Il servizio prevede inoltre un portale online dove le persone che lavorano in Aviva potranno acquistare servizi rivolti alla cura della persona (persone fragili o non autosufficienti) forniti da partner qualificati e a tariffe omogenee su tutto il territorio. Tra questi troviamo ad esempio accompagnamento di un familiare in ospedale per assistenza o cure, fisioterapisti, residenze assistite, ricerca badante e gestione del contratto.

Inoltre, dal 2021 è stata ulteriormente estesa l’offerta di servizi con attività specifiche a sostegno della genitorialità.

In questo modo Aviva metterà a disposizione di tutti coloro che lavorano in azienda la prima rete di eccellenza di operatori sociali in Italia abbinata a uno sportello di ascolto che risponde e orienta il lavoratore, fornendogli un aiuto mirato sul suo bisogno e su quello del suo familiare.

Proud to be

Con Aviva pride, l’azienda sostiene il diritto di ognuno di essere se stesso: in questi anni Aviva ha contribuito a rompere il muro del silenzio e dimostrato con i fatti che la diversità in Aviva è una ricchezza.

La chiave per creare un contesto lavorativo inclusivo passa da un impegno quotidiano concreto e dal coinvolgimento diretto dei dipendenti: proprio loro negli ultimi due anni hanno portato la voce di Aviva al Milano Pride, manifestazione che richiama l’attenzione sui diritti e l’autoaffermazione delle persone LGBT. Oltre a questo, la Compagnia ha tenuto dei corsi di formazione per tutti i people manager con l’obiettivo di fornire gli strumenti e le conoscenze per creare un ambiente inclusivo ove le persone siano libere di esprimersi senza paura di essere giudicate per l’orientamento sessuale.

Sono stati inoltre organizzati una serie di incontri di sensibilizzazione aperti a tutti. L’ultimo, in particolare, ha approfondito il tema Genitori arcobaleno, l’Inclusione inizia in famiglia con l’aiuto dell’associazione Agedo.

L’Aviva Inclusion Week

L’emergenza Covid-19 ha prodotto grandi cambiamenti al mondo del lavoro: oggi le aziende sono chiamate a un nuovo senso di responsabilità e a fare del welfare una strategia a tutto campo. Proprio questo è stato il tema centrale dell’Aviva Inclusion Week, una serie di incontri “virtuali” interni, organizzati alla fine del 2020 per approfondire le tematiche delle principali aree delle Aviva Community, massima espressione del welfare aziendale che mirano a coinvolgere attivamente i propri dipendenti per rendere il posto di lavoro ancora migliore.

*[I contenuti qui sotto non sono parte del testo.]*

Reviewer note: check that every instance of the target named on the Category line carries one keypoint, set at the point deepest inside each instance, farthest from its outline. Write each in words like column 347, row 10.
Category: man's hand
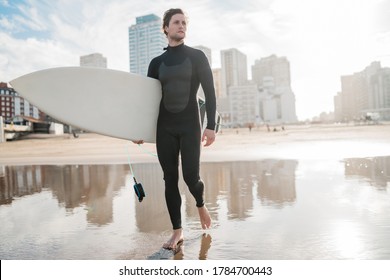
column 209, row 136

Di particolare rilevanza per l’attenzione al gender gap, l’appuntamento dedicato alla community Aviva Balance, che ha visto la partecipazione di Luisa Rosti, economista, docente di Economia del Personale e di Genere presso l’Università di Pavia, e Jacopo Pasetti, partner di Time to Mind. Durante l’incontro, moderato da Monica D’Ascenzo, giornalista de Il Sole 24 Ore e responsabile del blog Alley Oop, si è approfondito il tema dell’impatto che il lavoro a distanza ha avuto sui lavoratori e sulle soluzioni da adottare per poter migliorare l’esperienza. Ne è emerso un grave rafforzamento degli stereotipi di genere, che vedono le donne come principali candidate per i lavori domestici e la cura della famiglia. A tal proposito infatti l’Italia registra un Gender Equality Index più basso della media europea: le donne hanno probabilità quattro volte maggiori rispetto agli uomini di trascorrere tempo cucinando e svolgendo lavori domestici. Non solo, dall’analisi dei dati Istat dell’indice di asimmetria del lavoro familiare, emerge che in una coppia con figli con entrambi i genitori occupati, in Italia, in media, quasi il 70% del lavoro ricadrebbe sulle donne.